When my aunt was a teenager in the late 1960's, my grandmother would cut out every article on drugs, alcohol and hippies. Every morning when my aunt would see holes in the newspaper, she would rush to her friend's house to see what her mother cut out for the day and read the entire article. She probably wouldn't have read any of them at all if they had been allowed. The more my grandma tried to control her life, the more rebellious my aunt became. She eventually ran away from home, moved in with Janis Joplin for a few months and became addicted to drugs.
Book banning usually achieves nothing. We often miss out on great teaching opportunities when we close our minds to certain books. A conversation I had with my most internally aware child when she 14 to 15 years old went something like this.
"Mom, why would Huckleberry Finn (Mark Twain) be one of the most banned books of all time?"
Me: "I guess because of the use of the 'N' word."
Child: "What 'N' word?"
Me: "'Nigger'. It's a derogatory word for African Americans and we don't use it in our home."
Child: "Well that's a stupid reason to ban a book. Isn't that how they talked back then?"
Me: "Yes, it was."
Child: "Well how are people supposed to stop talking like that if they can't read about how mean it sounds?"
My child made the point I have always felt. How are we supposed to make sure history doesn't repeat itself if we ban it from books? Thank you Mark Twain! Thank you Harper Lee!Thank you to all of the authors that make us think, make us feel and make us change. I listened to a talk from an author who worked with children of abuse. He wrote a book and used the language those children used on a daily basis. That book was banned from the school libraries for the explicit language, yet it changed the life of several readers who saw themselves on the pages. That book gave the readers hope who read beyond the language and recognized a way out of their situation.
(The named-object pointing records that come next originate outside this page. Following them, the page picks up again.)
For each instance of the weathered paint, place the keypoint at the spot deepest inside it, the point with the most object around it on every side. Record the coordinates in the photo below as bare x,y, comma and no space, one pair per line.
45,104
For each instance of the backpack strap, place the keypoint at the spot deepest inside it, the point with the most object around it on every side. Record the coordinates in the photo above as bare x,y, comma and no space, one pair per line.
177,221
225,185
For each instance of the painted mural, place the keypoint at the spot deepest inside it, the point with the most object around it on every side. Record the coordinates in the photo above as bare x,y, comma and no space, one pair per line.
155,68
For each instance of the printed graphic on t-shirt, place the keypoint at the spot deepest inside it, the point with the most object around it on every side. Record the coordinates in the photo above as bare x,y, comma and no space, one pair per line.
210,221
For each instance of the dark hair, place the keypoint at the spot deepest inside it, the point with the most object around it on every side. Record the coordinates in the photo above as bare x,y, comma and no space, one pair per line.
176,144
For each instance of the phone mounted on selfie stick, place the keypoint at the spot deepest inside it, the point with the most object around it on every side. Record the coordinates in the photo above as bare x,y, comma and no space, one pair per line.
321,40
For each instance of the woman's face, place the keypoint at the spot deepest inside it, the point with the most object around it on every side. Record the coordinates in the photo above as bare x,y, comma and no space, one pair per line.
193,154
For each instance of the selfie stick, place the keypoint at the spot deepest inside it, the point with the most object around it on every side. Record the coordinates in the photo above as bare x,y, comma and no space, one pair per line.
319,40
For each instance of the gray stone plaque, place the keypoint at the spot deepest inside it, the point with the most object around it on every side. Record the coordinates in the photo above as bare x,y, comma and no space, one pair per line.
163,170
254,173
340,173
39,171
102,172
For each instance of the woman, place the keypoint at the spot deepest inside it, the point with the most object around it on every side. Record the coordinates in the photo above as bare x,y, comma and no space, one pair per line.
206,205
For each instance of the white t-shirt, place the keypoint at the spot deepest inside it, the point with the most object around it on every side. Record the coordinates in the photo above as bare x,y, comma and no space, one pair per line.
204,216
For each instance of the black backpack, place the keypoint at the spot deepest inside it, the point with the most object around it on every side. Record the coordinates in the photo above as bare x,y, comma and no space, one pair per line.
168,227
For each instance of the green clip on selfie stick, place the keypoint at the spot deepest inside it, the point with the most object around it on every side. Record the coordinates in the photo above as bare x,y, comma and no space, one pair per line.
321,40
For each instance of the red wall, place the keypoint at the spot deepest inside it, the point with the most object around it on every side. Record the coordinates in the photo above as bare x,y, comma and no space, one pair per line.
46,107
How sad that book wasn't allowed to touch more lives.
My mother in law once chided my daughter for reading a book she felt was inappropriate. Then she asked me why I would let my daughter read such an awful book. Truthfully, I had no idea the book was an adult romance full of gratuitous sex scenes that probably were inappropriate. I didn't know until I pulled the book out of the garbage, brought it in the house and asked my daughter why she threw it away. Her reply, "Mom, it's a really nasty book.I don't want to read it anymore." Without another word, I put it back in the garbage can.
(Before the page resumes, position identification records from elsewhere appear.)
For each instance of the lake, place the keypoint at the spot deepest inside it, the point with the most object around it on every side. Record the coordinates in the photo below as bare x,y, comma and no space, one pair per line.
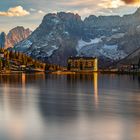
69,107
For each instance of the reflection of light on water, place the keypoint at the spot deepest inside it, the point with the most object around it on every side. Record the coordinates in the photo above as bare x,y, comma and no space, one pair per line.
96,88
23,83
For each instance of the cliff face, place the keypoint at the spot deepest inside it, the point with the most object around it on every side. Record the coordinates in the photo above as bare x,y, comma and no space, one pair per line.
62,35
13,37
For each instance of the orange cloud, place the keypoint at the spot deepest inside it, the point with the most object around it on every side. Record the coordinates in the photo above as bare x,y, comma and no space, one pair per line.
14,11
131,1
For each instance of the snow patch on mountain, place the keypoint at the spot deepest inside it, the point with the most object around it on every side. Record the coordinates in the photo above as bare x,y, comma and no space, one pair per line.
82,43
26,44
52,49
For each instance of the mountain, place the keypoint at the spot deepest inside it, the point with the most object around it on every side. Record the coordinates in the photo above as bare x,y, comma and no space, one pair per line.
13,37
61,35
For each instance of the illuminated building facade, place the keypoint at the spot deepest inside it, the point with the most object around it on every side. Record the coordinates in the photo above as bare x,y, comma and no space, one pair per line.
83,64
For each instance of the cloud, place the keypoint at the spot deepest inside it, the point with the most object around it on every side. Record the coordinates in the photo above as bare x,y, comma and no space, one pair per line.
41,12
131,1
17,11
111,4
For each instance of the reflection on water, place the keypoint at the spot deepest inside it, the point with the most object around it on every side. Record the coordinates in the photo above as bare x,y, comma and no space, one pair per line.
69,107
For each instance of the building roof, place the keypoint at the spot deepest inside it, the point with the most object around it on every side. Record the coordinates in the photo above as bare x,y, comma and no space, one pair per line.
86,58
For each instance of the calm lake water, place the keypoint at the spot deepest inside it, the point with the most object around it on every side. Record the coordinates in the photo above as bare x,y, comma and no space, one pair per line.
69,107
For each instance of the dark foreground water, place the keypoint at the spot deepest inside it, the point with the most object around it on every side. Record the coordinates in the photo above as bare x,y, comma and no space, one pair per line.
69,107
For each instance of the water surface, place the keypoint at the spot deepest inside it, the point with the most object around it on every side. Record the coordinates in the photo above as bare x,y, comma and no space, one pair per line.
69,107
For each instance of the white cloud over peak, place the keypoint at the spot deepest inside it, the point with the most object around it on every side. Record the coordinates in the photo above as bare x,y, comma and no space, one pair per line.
17,11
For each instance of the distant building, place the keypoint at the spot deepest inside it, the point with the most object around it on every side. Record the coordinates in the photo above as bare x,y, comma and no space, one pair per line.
83,64
1,55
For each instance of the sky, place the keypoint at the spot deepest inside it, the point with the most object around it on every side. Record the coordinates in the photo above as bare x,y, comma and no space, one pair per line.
29,13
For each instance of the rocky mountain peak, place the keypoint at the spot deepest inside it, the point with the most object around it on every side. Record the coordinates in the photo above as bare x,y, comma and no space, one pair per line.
14,36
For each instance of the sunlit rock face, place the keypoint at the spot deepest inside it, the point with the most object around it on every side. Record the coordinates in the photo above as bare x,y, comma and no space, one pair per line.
62,35
13,37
My daughter learned how to choose her own books and I learned how to use the book discussions to teach morals and values. I would rather have my child read a book and say, "What was it about that book that is bad?" rather than say, "I'm going to be bad and read the book you don't want me to read."
I believe a parent should teach values to their children, both religious values and common decency values. When we let our children choose what they read, we tell them we trust them to make the right choice. That doesn't mean we should bring any and all books into our home. We have to keep in mind age appropriateness. As long as a child is still young, it is the parent's responsibility to choose appropriate reading materials. However, there will come the time when our children are exposed to books that will go against our belief system.Our children are better informed if we explain why a book is against our belief system and let them make a choice rather than telling them they can't read it. It usually doesn't become an issue until middle school.
Just remember, the harder a parent or group pushes to ban a book, the more that book is brought to the attention of a child. The more attention a book gets, the more curiosity it spurs to read the book. It becomes the 'forbidden fruit'. In the long run, banning a book will have the opposite effect by pushing the child to read something they may not have just out of curiosity.